Thank you for the suggestion. In Korea, real-time gamma-ray monitoring is being conducted nationwide (Reference site: https://iernet.kins.re.kr/). The work in this manuscript also used the data measured at such monitoring points. 

Also, providing autonomous vehicles with predictive data on gamma ray increase helps them choose a safe route. An explanation is provided in the introduction and conclusion by referring to the document provided by Reviewer 2.

Author Response File: Author Response.pdf

Round 2

Reviewer 1 Report (Previous Reviewer 1)

The authors had revised the manuscript according to the previous comments and replied to the innovation of this manuscript. I have no new comments.

Author Response

Comment: The authors had revised the manuscript according to the previous comments and replied to the innovation of this manuscript. I have no new comments.

: We are grateful to the reviewer 1 for the feedback and constructive comments. Thanks to reviewer 1, we were able to create an innovation for the manuscript.

Reviewer 2 Report (New Reviewer)

The authors made a decent effort and the paper is certainly publishable so I would recommend accepting the paper.

Author Response

Comment: The authors made a decent effort and the paper is certainly publishable so I would recommend accepting the paper.

: We are grateful to the reviewer 2 for the feedback and constructive comments. Thanks to Reviewer 2, we were able to broaden the field of application of the manuscript.

This manuscript is a resubmission of an earlier submission. The following is a list of the peer review reports and author responses from that submission.

Round 1

Reviewer 1 Report

The manuscript is mainly to verify which of standardization and normalization is more suitable for preprocessing the data in this manuscript, and which of LSTM algorithm and Light GBM algorithm is more suitable for predicting the gamma exposure rate based on the data in this manuscript. Therefore, there is no innovation in the method. Some comments are as follows.

• Abstract is a complete description, which should not be artificially divided into (1) background, (2) method, (3) result and (4) conclusions.
• The correlation analysis in this manuscript is only to verify that the data are relevant and can be used for analysis. If the data has more dimensional features, it is recommended to use correlation analysis to select the appropriate features.
• For the same data and the same prediction algorithm, using standardization and normalization will certainly get different MSE or RMSE. Comparing the size of MSE or RMSE cannot be used to judge the advantages and disadvantages of standardization and standardization.
• It is suggested to add the tuning process of the LSTM algorithm and Light GBM algorithm, which proves that the parameters of the LSTM algorithm and Light GBM algorithm in this manuscript are optimal.

Reviewer 2 Report

This manuscript developed environmental radiation monitoring system to predict  gamma exposure rate using weather data and gradient boosting framework-based learning algorithm.
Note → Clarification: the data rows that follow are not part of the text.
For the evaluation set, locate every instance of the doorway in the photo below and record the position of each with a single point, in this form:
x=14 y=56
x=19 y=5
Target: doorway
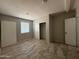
x=42 y=31
x=70 y=31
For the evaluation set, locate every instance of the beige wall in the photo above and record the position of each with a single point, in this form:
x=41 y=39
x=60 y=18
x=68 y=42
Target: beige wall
x=37 y=30
x=20 y=36
x=57 y=25
x=8 y=33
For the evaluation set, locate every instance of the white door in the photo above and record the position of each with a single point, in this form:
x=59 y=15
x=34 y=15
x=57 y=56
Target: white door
x=70 y=31
x=8 y=33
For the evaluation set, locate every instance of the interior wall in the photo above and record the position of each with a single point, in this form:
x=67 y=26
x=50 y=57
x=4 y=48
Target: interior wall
x=18 y=20
x=36 y=27
x=42 y=31
x=57 y=25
The proposed method was compared to LSTM in terms of performance evaluation, which demonstrated the superiority. The outcome of this research provide a potential solution to the cause of increase in the gamma exposure rate. Overall, the topic of this research is interesting, and the manuscript was well organised and written. I suggest that it can be considered to be accepted for publication in Sensors, if the authors can well address the following comments.

1. The contribution and innovation of the manuscript should be clarified clearly in abstract and introduction.
2. Broaden and update the literature review to better connect to the current effort in the field of gamma exposure rate prediction based on machine learning.
3. How did the authors select hyperparameters of proposed algorithm to achieve the optimal performance?
4. Figure 6 shows a sensitivity analysis of model inputs. If some inputs are ignored to diminish the input dimension for simplification of model, can the model performance be affected?
5. Some figures are not clear. Please revise and increase font size.
6. More future research should be included in conclusion part.